The Steve Hoffman Music Forum was invaluable in this regard, even if the Beatles threads literally took weeks to read.

 

 

More recently superdeluxeedition.com has also been helpful.

https://superdeluxeedition.com/

 


Then there is also the dynamic range database of course. It’s still helpful as ever during this era of loud/compressed music.

https://dr.loudness-war.info/

 

Andrew from Parlogram on YouTube is also good.

 

 

There must plenty of other sites too.

Yes, seriously. I have no idea about what system you have or how resolving it is. That is not my point. On many of the systems I’ve put together, I can get it to sound absolutely stunning using some very high-quality recordings and the right tune-up.

@russ69

What was tuned up? How was that done?
Are these systems super bright? Or what does resolving mean here?

 

Absolutely knock your socks off. But set up that way 99% of my music sounds like crap. That is not the right direction. You do what you can do to get 90% of the music you listen to sound good. A hot demo set-up only has limited function.

I have not set up systems like you describe, and it sounds like you have a lot more experience.

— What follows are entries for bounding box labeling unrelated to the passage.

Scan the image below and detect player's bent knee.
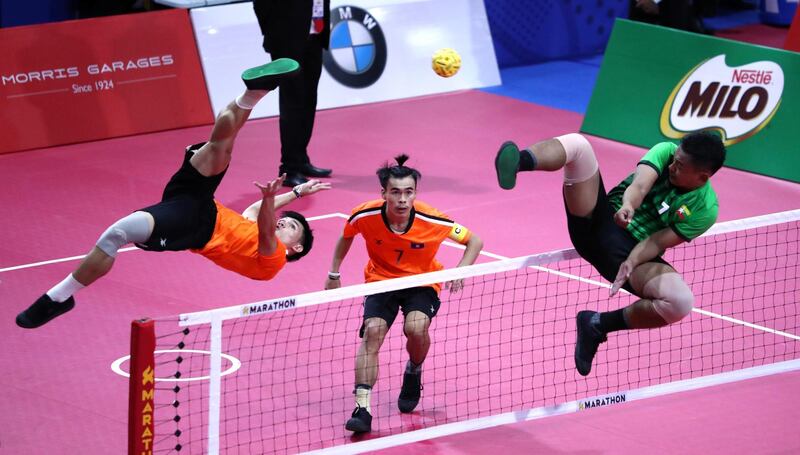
[645,273,694,324]
[556,133,599,183]
[96,212,153,258]
[364,319,389,342]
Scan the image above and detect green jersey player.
[495,132,725,376]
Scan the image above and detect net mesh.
[141,214,800,453]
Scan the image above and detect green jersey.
[608,142,719,242]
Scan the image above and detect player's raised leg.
[191,58,300,177]
[495,133,600,217]
[16,212,154,329]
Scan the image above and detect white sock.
[236,90,269,110]
[47,273,85,302]
[356,387,372,414]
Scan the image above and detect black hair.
[281,210,314,262]
[681,131,726,175]
[375,153,422,190]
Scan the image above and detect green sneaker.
[494,141,519,190]
[242,58,300,90]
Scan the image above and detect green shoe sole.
[242,58,300,81]
[494,141,519,190]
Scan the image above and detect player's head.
[376,154,422,216]
[669,131,725,190]
[275,211,314,262]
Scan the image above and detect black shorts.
[136,142,227,251]
[359,286,442,338]
[564,175,669,294]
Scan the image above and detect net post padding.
[128,319,156,455]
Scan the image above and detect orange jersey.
[342,199,471,292]
[191,201,286,280]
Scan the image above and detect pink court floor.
[0,91,800,454]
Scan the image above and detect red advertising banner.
[0,9,213,153]
[783,6,800,52]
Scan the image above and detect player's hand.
[325,278,342,291]
[444,278,464,292]
[636,0,658,14]
[608,261,633,297]
[253,174,286,197]
[614,205,634,229]
[294,179,331,196]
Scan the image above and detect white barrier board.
[191,0,500,118]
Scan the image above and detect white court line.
[444,241,800,341]
[0,213,340,273]
[305,359,800,455]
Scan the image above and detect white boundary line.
[0,212,347,273]
[305,359,800,455]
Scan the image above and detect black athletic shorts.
[359,286,442,338]
[136,142,227,251]
[564,175,669,294]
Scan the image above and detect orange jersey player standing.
[325,155,483,433]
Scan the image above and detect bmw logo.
[323,6,386,88]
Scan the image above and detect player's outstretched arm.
[253,174,286,256]
[275,179,331,209]
[445,232,483,292]
[242,179,331,221]
[325,236,355,289]
[614,164,658,228]
[609,227,684,296]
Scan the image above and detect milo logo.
[661,55,783,145]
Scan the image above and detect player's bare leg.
[345,318,389,433]
[397,311,431,412]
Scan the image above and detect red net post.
[128,319,156,455]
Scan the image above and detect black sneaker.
[397,373,422,412]
[494,141,519,190]
[242,58,300,90]
[575,311,606,376]
[344,406,372,433]
[17,294,75,329]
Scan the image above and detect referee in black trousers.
[253,0,332,187]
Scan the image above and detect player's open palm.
[296,179,331,196]
[614,205,634,229]
[253,174,286,197]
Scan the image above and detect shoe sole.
[494,141,519,190]
[16,300,75,329]
[242,58,300,88]
[344,419,372,433]
[397,400,419,414]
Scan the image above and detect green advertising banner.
[581,19,800,182]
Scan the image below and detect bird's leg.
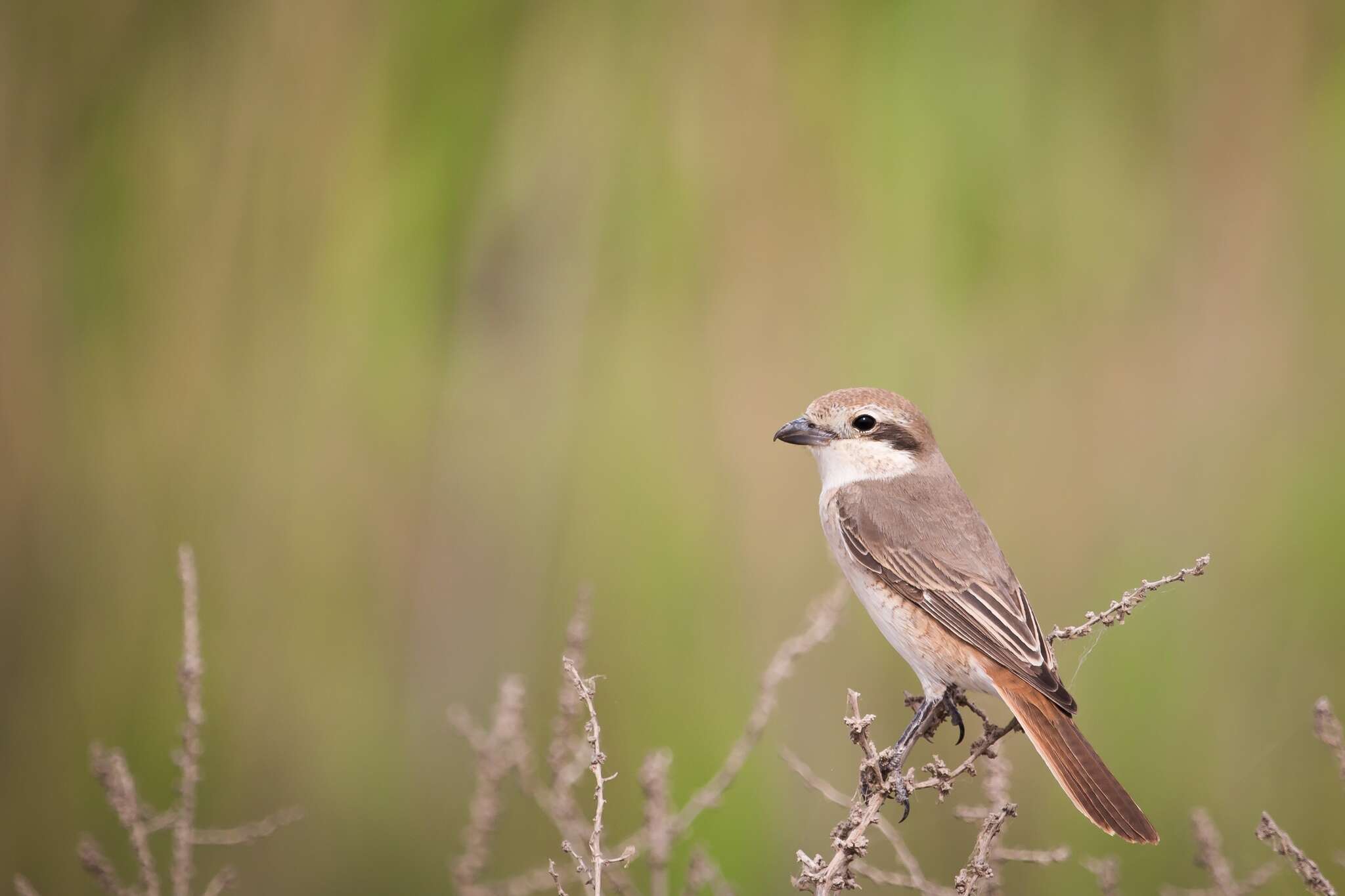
[884,689,951,823]
[943,688,967,746]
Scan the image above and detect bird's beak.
[775,416,837,444]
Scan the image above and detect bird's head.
[775,388,939,490]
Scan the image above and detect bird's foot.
[943,688,967,744]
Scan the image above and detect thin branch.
[86,743,159,896]
[793,691,901,896]
[202,865,238,896]
[780,747,925,889]
[546,584,593,800]
[640,750,672,896]
[682,846,733,896]
[1082,856,1120,896]
[172,544,206,896]
[906,701,1022,802]
[495,584,847,896]
[671,584,846,837]
[850,859,954,896]
[990,846,1069,865]
[76,834,133,896]
[191,806,304,846]
[1313,697,1345,780]
[1046,553,1209,641]
[1160,807,1279,896]
[449,675,523,892]
[1256,813,1336,896]
[561,657,635,896]
[1190,809,1241,896]
[546,859,569,896]
[952,803,1018,896]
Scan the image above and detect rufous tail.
[991,670,1158,843]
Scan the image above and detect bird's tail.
[991,670,1158,843]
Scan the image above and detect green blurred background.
[0,0,1345,893]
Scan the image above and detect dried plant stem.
[1256,813,1336,896]
[449,675,523,892]
[1160,809,1279,896]
[172,544,206,896]
[952,803,1018,896]
[1046,553,1209,641]
[1313,697,1345,780]
[682,846,733,896]
[640,750,672,896]
[13,544,301,896]
[89,743,159,896]
[1083,856,1120,896]
[481,586,847,896]
[202,865,238,896]
[561,657,635,896]
[671,584,846,837]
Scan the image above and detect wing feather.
[837,489,1077,714]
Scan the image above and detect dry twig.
[1313,697,1345,780]
[172,544,206,896]
[1162,809,1279,896]
[1256,813,1336,896]
[1046,553,1209,641]
[952,803,1018,896]
[479,586,847,896]
[561,657,635,896]
[640,750,672,896]
[449,677,523,893]
[1083,856,1120,896]
[682,846,733,896]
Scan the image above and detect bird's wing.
[837,477,1077,714]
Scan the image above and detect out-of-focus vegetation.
[0,0,1345,893]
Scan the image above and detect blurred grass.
[0,0,1345,893]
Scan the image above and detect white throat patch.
[811,439,916,494]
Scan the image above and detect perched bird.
[775,388,1158,843]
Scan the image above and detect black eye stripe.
[866,423,920,452]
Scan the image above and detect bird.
[775,388,1158,843]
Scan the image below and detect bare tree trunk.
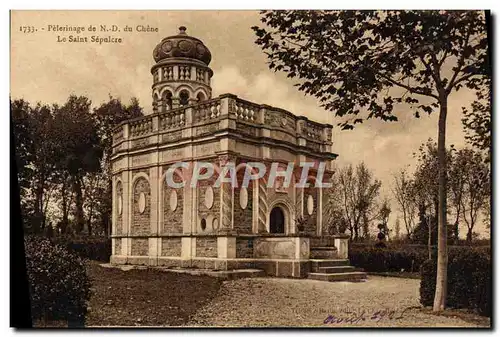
[426,216,432,260]
[433,93,448,311]
[73,176,85,233]
[467,227,472,244]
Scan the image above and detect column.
[219,154,236,233]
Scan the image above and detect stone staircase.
[308,259,366,282]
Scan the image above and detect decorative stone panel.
[131,238,149,256]
[130,177,151,235]
[114,238,122,255]
[233,167,254,233]
[195,161,220,233]
[161,238,182,256]
[160,167,184,234]
[236,238,253,258]
[115,181,124,235]
[302,180,318,235]
[196,237,217,257]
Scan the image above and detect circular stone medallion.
[240,187,248,209]
[170,191,177,212]
[307,195,314,215]
[212,218,219,229]
[118,195,123,215]
[139,192,146,214]
[205,186,214,209]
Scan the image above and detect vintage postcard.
[10,10,493,328]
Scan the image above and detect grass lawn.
[86,261,221,326]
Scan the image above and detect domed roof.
[153,26,212,65]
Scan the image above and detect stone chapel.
[111,27,364,280]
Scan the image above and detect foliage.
[420,247,493,316]
[252,10,491,311]
[252,10,487,128]
[462,79,491,163]
[450,149,490,241]
[51,235,111,262]
[392,169,418,238]
[328,162,382,240]
[349,243,427,272]
[25,236,90,324]
[378,199,391,236]
[92,96,143,234]
[10,95,142,234]
[349,241,490,272]
[10,99,59,233]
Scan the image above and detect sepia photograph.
[9,5,494,329]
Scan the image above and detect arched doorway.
[269,207,285,234]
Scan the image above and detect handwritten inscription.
[323,308,410,324]
[19,24,159,45]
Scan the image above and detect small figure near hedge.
[24,236,91,327]
[420,247,493,316]
[375,224,387,248]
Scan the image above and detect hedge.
[349,242,490,272]
[420,247,493,316]
[51,235,111,262]
[24,236,90,326]
[349,246,428,272]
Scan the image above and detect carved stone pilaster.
[218,154,236,232]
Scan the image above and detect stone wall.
[161,238,182,256]
[114,181,124,235]
[130,173,151,235]
[131,238,149,256]
[303,181,318,235]
[114,238,122,255]
[236,238,253,258]
[195,161,221,233]
[160,167,184,234]
[234,167,253,233]
[196,237,217,257]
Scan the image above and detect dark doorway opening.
[269,207,285,234]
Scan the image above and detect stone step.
[310,259,350,272]
[308,271,366,282]
[310,247,337,259]
[318,266,360,273]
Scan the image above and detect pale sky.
[10,11,488,239]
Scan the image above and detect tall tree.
[252,10,491,311]
[329,162,381,240]
[378,199,391,239]
[10,100,60,232]
[392,169,418,239]
[454,149,490,242]
[54,95,102,233]
[462,78,491,163]
[94,96,143,235]
[448,150,471,243]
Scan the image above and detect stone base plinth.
[110,255,311,278]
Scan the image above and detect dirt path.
[187,276,484,327]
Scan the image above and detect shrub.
[349,244,428,272]
[24,236,90,324]
[420,247,493,316]
[51,235,111,262]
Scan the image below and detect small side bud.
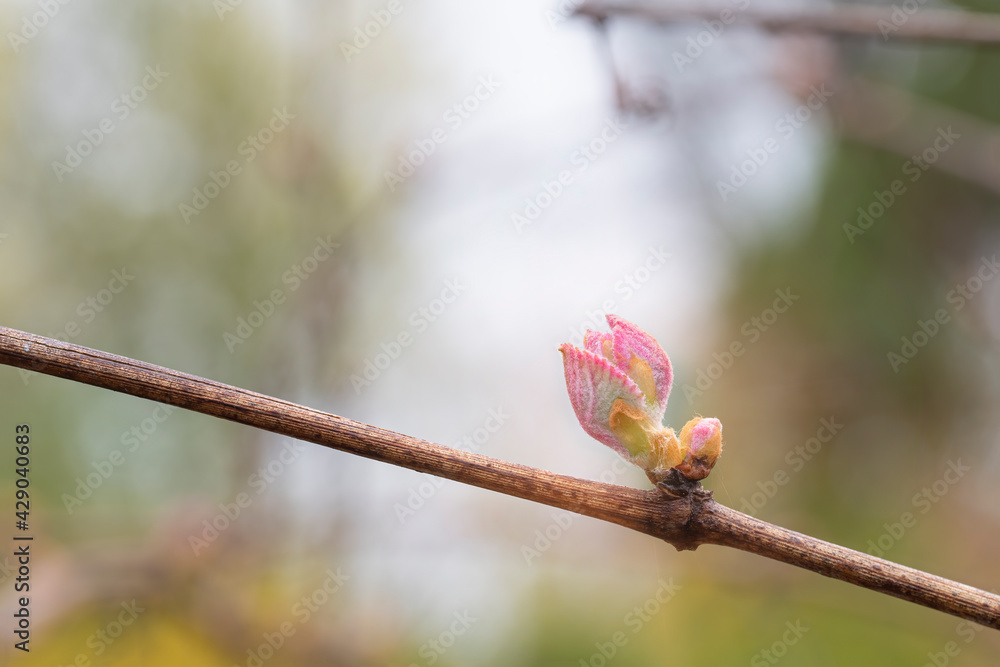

I usually put on a handful of recordings that I am familiar with, and they all either seem to sound great or they all seem to suck… I do not find that some sound much better, and some sound much worse.

Hence; I am wondering what is being done to get such a result.
(If nothing else I would likely want to avoid that.)

I'd also agree. But I do think it's possible to have a very revealing system and still listen to sub-optimal recordings and enjoy them. It's also highly dependent on the genre of music one listens to, I've found classical and jazz/blues to have the greatest delta of recording quality between poor vs. excellent.